“The Ages of Life”: Living and Aging in Conflict? First Yearbook of Aging Studies

“The Ages of Life”: Living and Aging in Conflict? First Yearbook of Aging Studies

Veranstalter
Center for the Study of the Americas, University of Graz
Veranstaltungsort
Ort
Graz
Land
Austria
Vom - Bis
07.02.2011 - 30.04.2011
Deadline
30.04.2011
Von
Ulla Kriebernegg

Ed. Ulla Kriebernegg, Roberta Maierhofer, and Heidrun Mörtl

Since antiquity the concept of the ages of life has been related to changing iconographies and representations. These range from Ptolemy's cosmology of the seven ages of life and Galenic medicine's four elements to the ladder of years, which has identified the ages of life with social roles during the eighteenth century. In contemporary Western societies the ages of life have, on the one hand, been redefined as the biography of the individual subject. On the other hand, the category of “youth” has continually been displaced toward the end of the life course, turning living and aging into apparently conflicting processes.
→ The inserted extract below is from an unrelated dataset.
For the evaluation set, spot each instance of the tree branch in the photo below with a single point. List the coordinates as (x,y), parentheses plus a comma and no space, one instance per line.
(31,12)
The binary construction of “young” and “old”, which is based on a biogerontological model of aging as decline, can be redefined as the ambiguity of aging from a cultural studies perspective. This cultural ambiguity of aging enables an analysis of the social functions of images of aging in order to provide a basis for interdisciplinary exchange on gerontological knowledge. Such forms of analysis make visible the contradictions between images of positive or “successful aging” in marketing, which target the affluent and healthy 'young old' and may serve as meaningful and empowering for those addressed, while they can also exclude and stigmatize those of the 'oldest old' who face the realities of illness in old age. By contrast, it is also possible to deconstruct apparently negative images of old age as physical decrepitude and disease by focusing on the possibilities of appreciating life even in the oldest age as a form of “successful frailty”.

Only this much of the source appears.